Welzl's Algorithm for Minimum Enclosing Circle SupportPoints going beyond 3

Question

I am implementing Welzl's algorithm recursively as explained in https://www.geeksforgeeks.org/minimum-enclosing-circle-set-2-welzls-algorithm/. But I am not able to understand how we are restricting the size of supportPoints max upto 3. As we are either adding or keeping supportPoints same, then its obvious that its size max exceed 3. Here, is my source code.

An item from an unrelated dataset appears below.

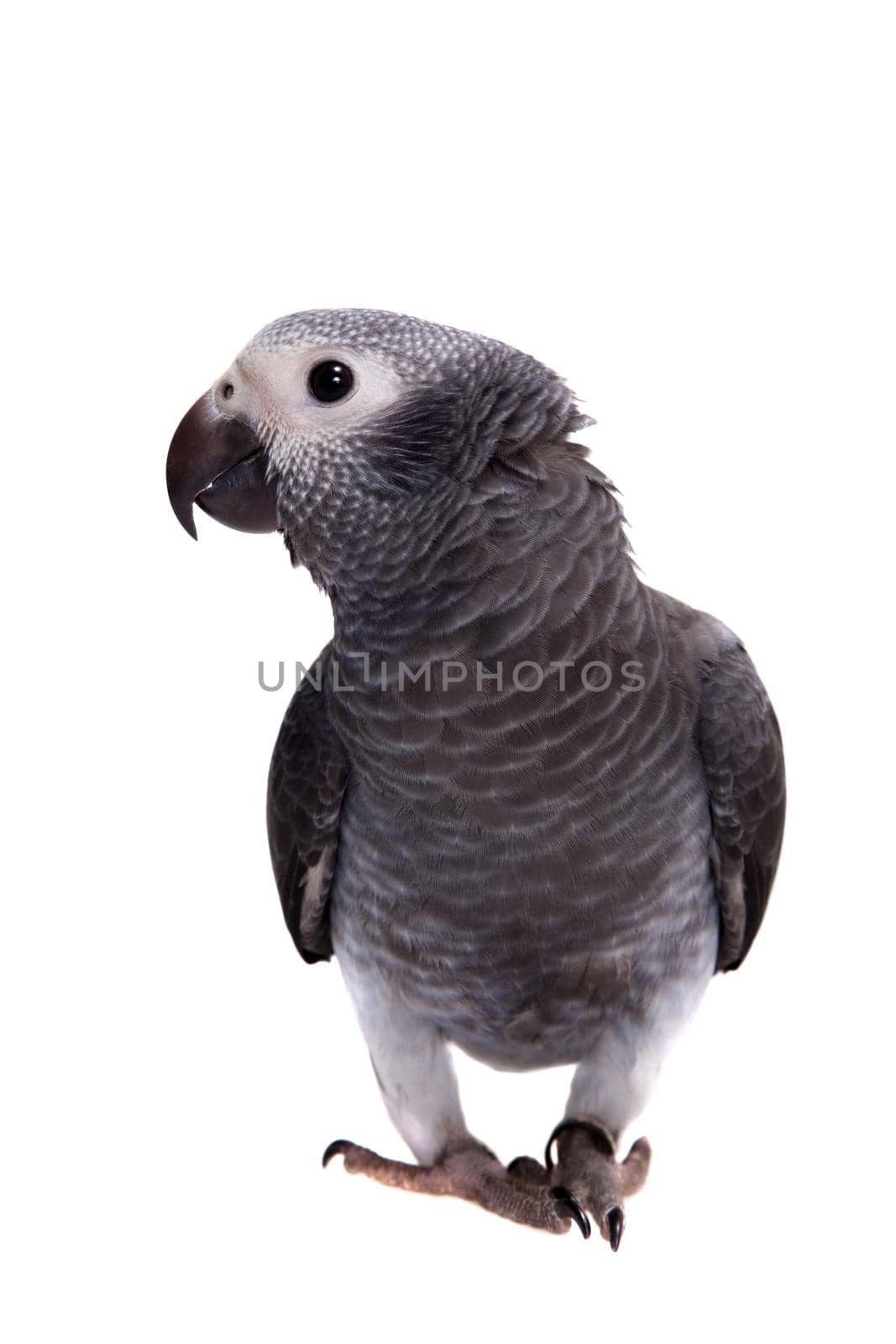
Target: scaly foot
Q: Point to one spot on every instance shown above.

def Welzl(points, supportpoints):
    if points.size() == 0 or supportpoints.size() == 3:
        if supportpoints.isempty():
            return (0,0), 0

        if supportpoints.size() == 1:
            return points[0], 0

        if supportpoints.size() == 2:
            center = minimum enclosing circle with points[0], points[1]
            radius = half the distance
            return center, radius

        if supportpoints.size() == 3:
            minimum enclosing circle with different permutations if possible else
            center = minimum enclosing circle with points[0], points[1], points[2]
            radius = radius 
            return center, radius

    random point p from points
    remove p from points
    circle = Wezl(points, supportpoints)
    if p in circle:
        return circle
    else:
        add p in supportpoints 
        return welzl(points, supportpoints)
    

Welze(points, [])

It is not giving correct output on points = [[2,1], [4,2], [1,4], [-1,1], [3,-2], [-3,-3], [-1,-5]]. Can anyone please explain what point I am missing or what's the error in my implementation

Answer 1

I believe you need to have an explicit condition like below

supportpoints ==3

Similar to

// Base case when all points processed or |R| = 3 
    if (n == 0 || R.size() == 3) { 
        return min_circle_trivial(R); 
    } 

in the the link you provided

Answer 2

The 3 support points are nicely visualised here: https://www.nayuki.io/page/smallest-enclosing-circle and there is some python code here which helps explain the algorithm: https://www.nayuki.io/res/smallest-enclosing-circle/smallestenclosingcircle.py

I would break your algorithm into smaller functions for ease of understanding.